House of the Dragon: HBO tra draghi e drammi dietro le quinte

House of the Dragon: HBO tra draghi e drammi dietro le quinte

Sapete quando un progetto open source viene abbandonato dal maintainer principale ma la community lo mantiene vivo lo stesso? Bene, HBO sembra aver preso ispirazione da questa filosofia per House of the Dragon. Nonostante i problemi creativi, il network è più fedele alla sua serie fantasy che un maker lo è al suo ultimo Arduino.
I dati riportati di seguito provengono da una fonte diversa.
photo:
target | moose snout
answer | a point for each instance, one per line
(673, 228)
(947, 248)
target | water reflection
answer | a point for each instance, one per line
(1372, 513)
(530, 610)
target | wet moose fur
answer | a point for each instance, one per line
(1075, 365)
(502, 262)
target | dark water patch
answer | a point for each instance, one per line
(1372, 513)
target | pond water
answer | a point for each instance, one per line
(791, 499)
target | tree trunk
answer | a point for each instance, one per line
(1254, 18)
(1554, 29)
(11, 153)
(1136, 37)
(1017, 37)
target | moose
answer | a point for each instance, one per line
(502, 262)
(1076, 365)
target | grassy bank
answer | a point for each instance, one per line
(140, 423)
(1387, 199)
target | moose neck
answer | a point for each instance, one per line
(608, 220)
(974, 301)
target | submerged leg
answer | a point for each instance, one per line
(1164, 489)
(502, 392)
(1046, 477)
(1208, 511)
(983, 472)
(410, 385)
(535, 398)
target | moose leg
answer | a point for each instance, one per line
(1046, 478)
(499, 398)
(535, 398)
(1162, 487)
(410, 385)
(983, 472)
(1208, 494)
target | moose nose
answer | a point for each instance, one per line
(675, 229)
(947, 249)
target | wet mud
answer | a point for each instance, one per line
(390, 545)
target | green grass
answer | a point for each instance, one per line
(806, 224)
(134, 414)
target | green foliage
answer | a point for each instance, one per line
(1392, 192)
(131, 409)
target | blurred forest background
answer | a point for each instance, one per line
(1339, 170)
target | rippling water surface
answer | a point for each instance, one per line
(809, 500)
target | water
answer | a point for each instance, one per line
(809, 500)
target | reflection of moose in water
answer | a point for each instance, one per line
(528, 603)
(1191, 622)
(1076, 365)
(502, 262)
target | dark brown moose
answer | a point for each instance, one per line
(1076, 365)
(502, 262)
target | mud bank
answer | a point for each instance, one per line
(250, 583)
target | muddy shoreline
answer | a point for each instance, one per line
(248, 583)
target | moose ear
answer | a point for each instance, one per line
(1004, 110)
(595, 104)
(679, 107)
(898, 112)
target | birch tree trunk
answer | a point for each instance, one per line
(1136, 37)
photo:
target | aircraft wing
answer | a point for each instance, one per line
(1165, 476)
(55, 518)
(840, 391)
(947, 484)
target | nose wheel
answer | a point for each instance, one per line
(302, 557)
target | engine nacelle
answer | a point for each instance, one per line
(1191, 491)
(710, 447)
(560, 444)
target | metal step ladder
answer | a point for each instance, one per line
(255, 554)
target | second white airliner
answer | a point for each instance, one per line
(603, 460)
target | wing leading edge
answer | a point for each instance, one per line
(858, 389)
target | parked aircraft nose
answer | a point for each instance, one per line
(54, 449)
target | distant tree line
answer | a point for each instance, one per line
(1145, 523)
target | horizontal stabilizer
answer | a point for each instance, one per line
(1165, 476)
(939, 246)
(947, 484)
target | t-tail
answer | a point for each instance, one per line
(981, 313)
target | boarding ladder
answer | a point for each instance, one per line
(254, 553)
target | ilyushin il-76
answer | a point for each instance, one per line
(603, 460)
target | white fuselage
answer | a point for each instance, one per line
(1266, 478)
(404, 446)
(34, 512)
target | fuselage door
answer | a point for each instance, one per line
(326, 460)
La notizia, uscita a gennaio 2026 (sì, siamo nel futuro, ma chi ha ancora un feed RSS sa che certe cose non cambiano mai), rivela che HBO non ha intenzione di mollare House of the Dragon, nonostante i drammi dietro le quinte. Per noi smanettoni, questo è un po’ come vedere un progetto hardware con problemi di stabilità che continua a essere aggiornato perché i fan non mollano.

Ma cosa significa per noi che amiamo smanettare? Beh, prima di tutto, è un esempio di resilienza. Come quando un nostro circuito fa le bizze ma noi continuiamo a provare soluzioni finché non funziona. HBO sta facendo più o meno la stessa cosa, ma con attori, sceneggiatori e budget da capogiro.

Il punto è: perché HBO è così ostinata? Probabilmente perché i numeri sono dalla loro parte. House of the Dragon è un po’ come un Raspberry Pi: semplice, ma con un potenziale enorme se usato bene. E HBO lo sa.

Certo, non possiamo ignorare il lato oscuro della cosa. Come quando un vendor lock-in ti costringe a usare un componente proprietario invece di uno open source, HBO potrebbe essere bloccata in un modello di produzione che non le permette di uscire facilmente dalla serie. Ma per ora, sembra che il gioco valga la candela.

E poi, ammettiamolo: i draghi sono fighi. Chi non vorrebbe un drago come sidekick per i propri progetti maker?

In conclusione, HBO sta dimostrando che, anche con i problemi, si può andare avanti. Noi, nel frattempo, continueremo a smanettare con i nostri progetti, sperando che i nostri circuiti siano un po’ meno turbolenti di quelli di House of the Dragon.